Bland–Altman agreement analysis was performed on a larger dataset (n = 21) by including paired detectable results after log10 transformation to assess the magnitude of differences between the two methods. The mean difference between the two methods was −0.48 log10 units, and the majority of measurements fell within the 95% limits of agreement.
Multicenter studies have shown that differences in reporting in IU/mL and copies/mL create difficulties in interpretation when comparing methods, and that inter-platform variations persist despite WHO standardization [21,22,23,24]. Due to the potential for the conversion between IU and copy number to be method-specific, depending on the target gene region, calibrator structure, and analytical platform, the use of a universal conversion coefficient is not recommended. Therefore, it is emphasized that in clinical practice, viral load results should be evaluated based on trends in change over time rather than a single absolute threshold value [11,25,26]. However, it should be acknowledged that in high-risk transplant recipients—particularly in CMV-seronegative recipients receiving organs or stem cells from CMV-seropositive donors (D+/R−)—any detectable reactivation event may carry significant risk of complications and require prompt clinical intervention. In such cases, early detection at low viremia levels is critical, and reliance on longitudinal trends alone may result in delayed treatment initiation. This further underscores the importance of high analytical sensitivity in assays intended for transplant monitoring. In this context, the analytical sensitivity of the assay (LoD95 ≈ 63.8 copies/µL, corresponding to approximately 1.6 × 104 copies/mL) is above commonly used clinical decision thresholds reported in the literature. Therefore, the assay is unlikely to be suitable for early detection of CMV viremia in preemptive treatment strategies. Nevertheless, the assay may still provide reliable detection in cases with higher viral loads, suggesting potential utility as a rule-in tool for clinically significant CMV infection rather than early screening or precise quantitative monitoring. Although quantitative CMV PCR assays are widely used for viral load monitoring, their accessibility may be limited in certain laboratory settings due to cost and infrastructure requirements. Therefore, the present assay was developed as a cost-effective and accessible alternative rather than a replacement for highly standardized commercial platforms.

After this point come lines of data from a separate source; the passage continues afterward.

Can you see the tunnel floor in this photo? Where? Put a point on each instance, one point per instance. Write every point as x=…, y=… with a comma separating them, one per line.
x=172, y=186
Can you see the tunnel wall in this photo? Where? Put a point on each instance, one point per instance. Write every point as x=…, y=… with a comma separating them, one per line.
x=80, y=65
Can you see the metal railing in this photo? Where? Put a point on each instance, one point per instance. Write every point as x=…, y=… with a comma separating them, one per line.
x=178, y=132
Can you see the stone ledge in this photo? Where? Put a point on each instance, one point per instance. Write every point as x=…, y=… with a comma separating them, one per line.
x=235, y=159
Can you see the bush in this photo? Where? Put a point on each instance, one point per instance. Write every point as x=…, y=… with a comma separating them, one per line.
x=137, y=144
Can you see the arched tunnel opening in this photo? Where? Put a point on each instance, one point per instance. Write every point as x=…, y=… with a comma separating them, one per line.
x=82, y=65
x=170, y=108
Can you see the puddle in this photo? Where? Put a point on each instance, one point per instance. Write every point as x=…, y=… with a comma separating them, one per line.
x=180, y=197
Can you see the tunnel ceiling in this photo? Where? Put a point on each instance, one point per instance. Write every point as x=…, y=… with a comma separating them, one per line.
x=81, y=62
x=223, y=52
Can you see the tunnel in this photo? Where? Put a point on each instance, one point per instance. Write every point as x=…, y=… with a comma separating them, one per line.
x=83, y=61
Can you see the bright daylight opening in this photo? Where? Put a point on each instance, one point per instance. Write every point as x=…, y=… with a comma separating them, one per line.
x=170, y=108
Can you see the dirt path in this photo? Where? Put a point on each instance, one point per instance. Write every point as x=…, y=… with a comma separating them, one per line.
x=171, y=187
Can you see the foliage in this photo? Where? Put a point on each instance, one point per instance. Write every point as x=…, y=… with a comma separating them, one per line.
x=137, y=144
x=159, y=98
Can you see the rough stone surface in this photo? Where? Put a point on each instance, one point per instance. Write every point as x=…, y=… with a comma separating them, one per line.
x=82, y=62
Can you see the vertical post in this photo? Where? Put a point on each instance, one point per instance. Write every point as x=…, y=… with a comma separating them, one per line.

The primer-probe design used in this study targets the US17 region of the cytomegalovirus genome, which was selected based on evidence of sequence conservation across circulating CMV strains. In silico alignment analysis of available CMV genome sequences confirmed the absence of significant mismatches within the primer and probe binding regions, supporting the genetic—rather than merely functional—conservation of this target across clinical isolates (Supplementary Table S1). Studies evaluating the genetic content of the CMV genome have reported that genes in the US region display relatively limited sequence variability across clinical isolates compared to other genomic regions, which supports their utility as targets in molecular diagnostic applications [27]. Additionally, previous clinical studies have reported that real-time PCR approaches targeting the US17 region are applicable in clinical samples and can be used to monitor CMV viral load [28]. In contrast, it has been frequently reported in the literature that polymorphisms identified in the UL55 (glycoprotein B) or IE gene regions, which are often targeted, can negatively affect amplification efficiency by influencing primer-probe binding, especially in low viral load ranges [21,22]. Indeed, in Novak et al.’s study, it was shown that in the gB-targeted real-time PCR test, some samples showed negative or low levels of gB signal due to polymorphisms in the primer/probe region, which was inconsistent with the IE-targeted results [29]. Therefore, the selection of US17 as the target gene in this study reflects a conscious design preference based on its reported clinical applicability in the literature and its use as a target gene in real-time PCR applications across different sample types, rather than the absolute superiority of a specific gene region. This preference can be considered an approach that could contribute to more consistent and comparable results across different clinical materials by reducing the impact of amplification variability related to target gene polymorphisms.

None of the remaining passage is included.